In Giovanni Giommi’s documentary Bad Weather, the sex workers on Banishanta, the island off the Bangladeshi coast, know they are the victims of exploitation, yet refuse to let this define them. It’s a story of survival, religious imagery, unionisation and an attempt to give a personal history to the members of a forgotten community who tend to only be remembered by a select few when their services are required.
Giommi, known for his documentaries Parafernalia (2008) and Politica Zero (2006), is a director, cinematographer and writer and this latest project is an attempt to illustrate the threat of climate change across the world by focusing on a sinking seaside community.
The film follows the lives of several Banishanta women, varying in age, story and motivation, who inhabit the small strip of land, along with their families, and work as prostitutes serving the crews of passing ships. We see the women bargaining with the men who come to use their services and ultimately accepting that sex is their trade, upon which they must attempt to capitalise. The narrative is punctuated by the musings of two devout men who reside on the island with the women, each taking no part in, but refusing to denounce, the work of the girls.
The island is under the constant threat of rising tide, a very real consequence of climate change, with Bangladesh itself being only 15m above sea level. The destruction caused by the ever rising water reflects the ensuing havoc upon the arrival of a new swathe of passing men, often brought to the island by the lover of one of the workers.
The establishing shots tell the audience the setting is as bleak as the prospects of its residents: remote, isolated and enigmatic, but not hopeless.
When the boat full of ship workers arrives, it feels like the island springs to life. When they leave, it’s as if modernity is deserting the women and their strip of land is left defenceless to the mercy of the powers above. The religious imagery of floods as punishment for a sinful existence provides a creepy sense of inevitability and an impression that the factors at play against the girls are just too big to comprehend.
The boats bring a superficial and fleeting hope, as well as an artificial intensity and drama and the sense of possibility and love. Meanwhile, the real drama emerges slowly and endures as we get to know the girls and their lives in between clients (which is most of the time).
The Bengal tiger analogy reinforces the sense that the girls’ habitat is being pursued to its end by the encroaching sea, while their hope diminishes as the years pass and their children grow.
Shakespearean in its characterisation – the island’s imam as the modest moral anchor; the exchanges between not-quite-lovers – the film is haunting a western audience in the grip of glamorised rape culture and the rise of misogyny on our dry, paved streets.

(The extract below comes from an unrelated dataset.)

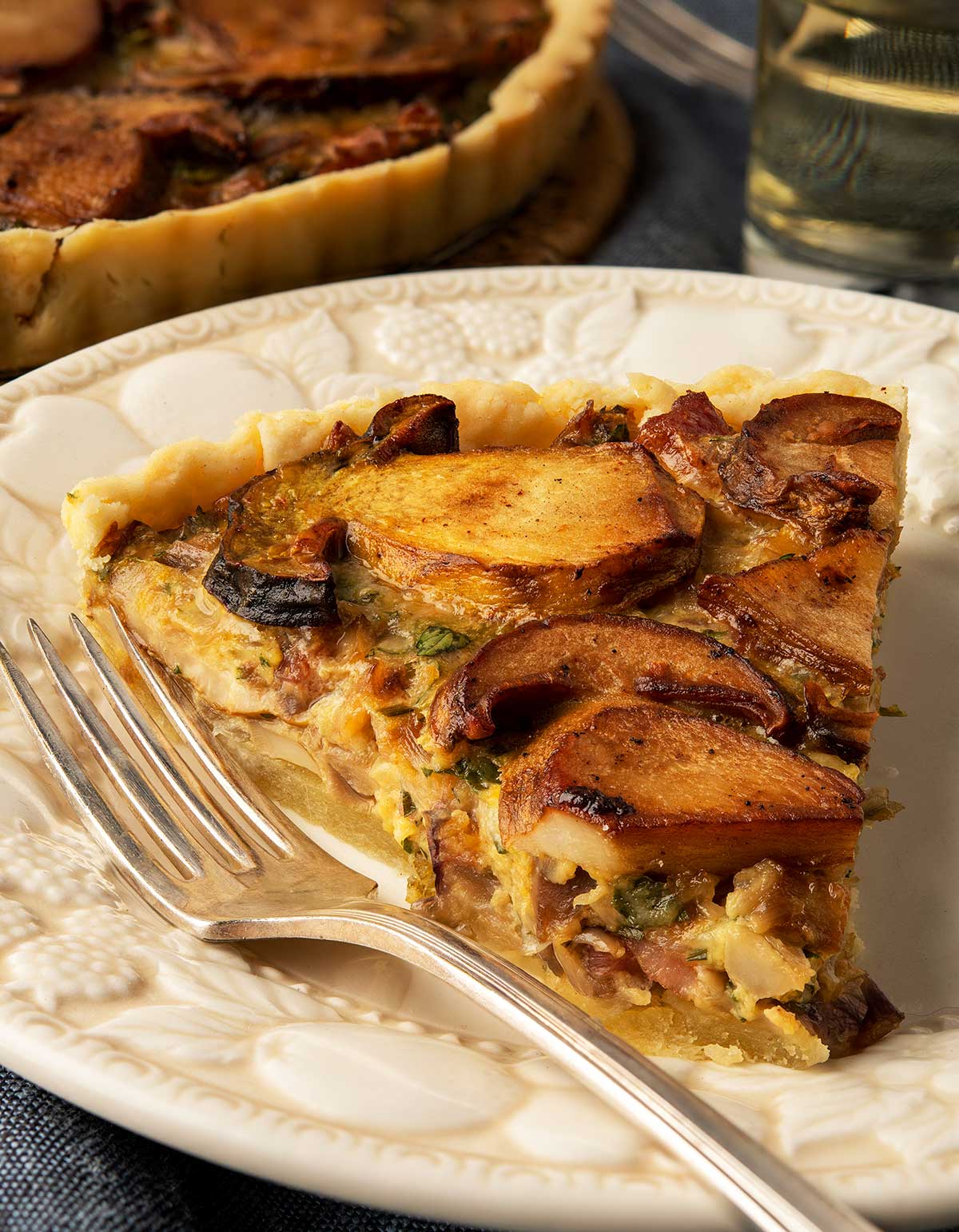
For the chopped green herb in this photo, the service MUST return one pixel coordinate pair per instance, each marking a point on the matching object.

We know misogyny and exploitation isn’t just a Bangladesh problem; it isn’t just the problem of poverty. But the film’s subjects remind us of where sexism and conservative attitudes towards sex and sin, supply and demand, will take us.

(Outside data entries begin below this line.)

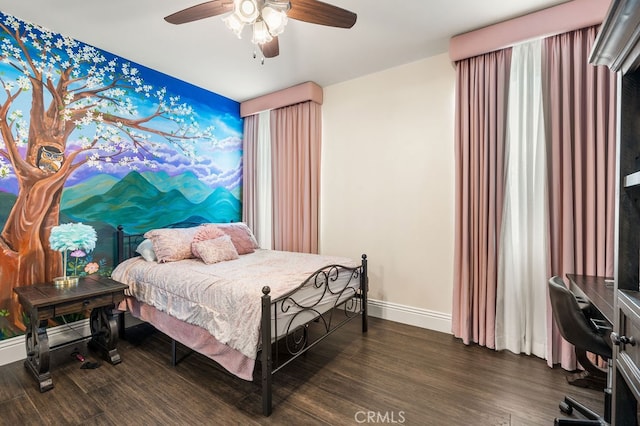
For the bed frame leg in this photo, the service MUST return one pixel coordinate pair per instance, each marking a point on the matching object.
(266, 357)
(364, 288)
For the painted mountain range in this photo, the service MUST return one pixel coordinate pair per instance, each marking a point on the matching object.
(140, 203)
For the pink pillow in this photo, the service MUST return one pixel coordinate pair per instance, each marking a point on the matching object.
(216, 250)
(205, 232)
(241, 236)
(171, 244)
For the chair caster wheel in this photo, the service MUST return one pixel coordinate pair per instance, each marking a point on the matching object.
(565, 408)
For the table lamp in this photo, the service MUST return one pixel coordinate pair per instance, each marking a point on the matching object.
(71, 236)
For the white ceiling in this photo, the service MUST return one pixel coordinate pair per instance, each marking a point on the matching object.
(387, 33)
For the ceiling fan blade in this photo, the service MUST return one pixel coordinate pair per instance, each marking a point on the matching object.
(271, 49)
(317, 12)
(200, 11)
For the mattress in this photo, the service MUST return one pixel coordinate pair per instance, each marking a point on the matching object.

The representation of the men in the piece is contradictory – on the one hand they are the moral pillars, the religious puritan and the patient lover, while on the other they are fuelling the isolation of the girls with their money and sexual demands.
This is the only film I’ve seen where climate change and sex are portrayed side by side as responsible for a community’s downfall, with these creeping and ominous unknowns together representing the volatile forces of nature.
The film in its entirety evokes feelings of fear and a sense of something ultimate, an inevitable end. The somewhat predictable imagery of the Bengal tiger does well in encapsulating the feelings some audience members may have watching the girls being swallowed up – their lives, their familiarity, their profession – by an aggressive predator, be it nature or the sexual dynamics of their culture.
The film doesn’t so much ask us to do something, but just to observe and learn from the subjects and their predicament. Which is what I did. Indeed, I remain in the grip of the enigma, almost unable to communicate the piece’s impact on me.
The picture is a still from the film, courtesy of DocHouse.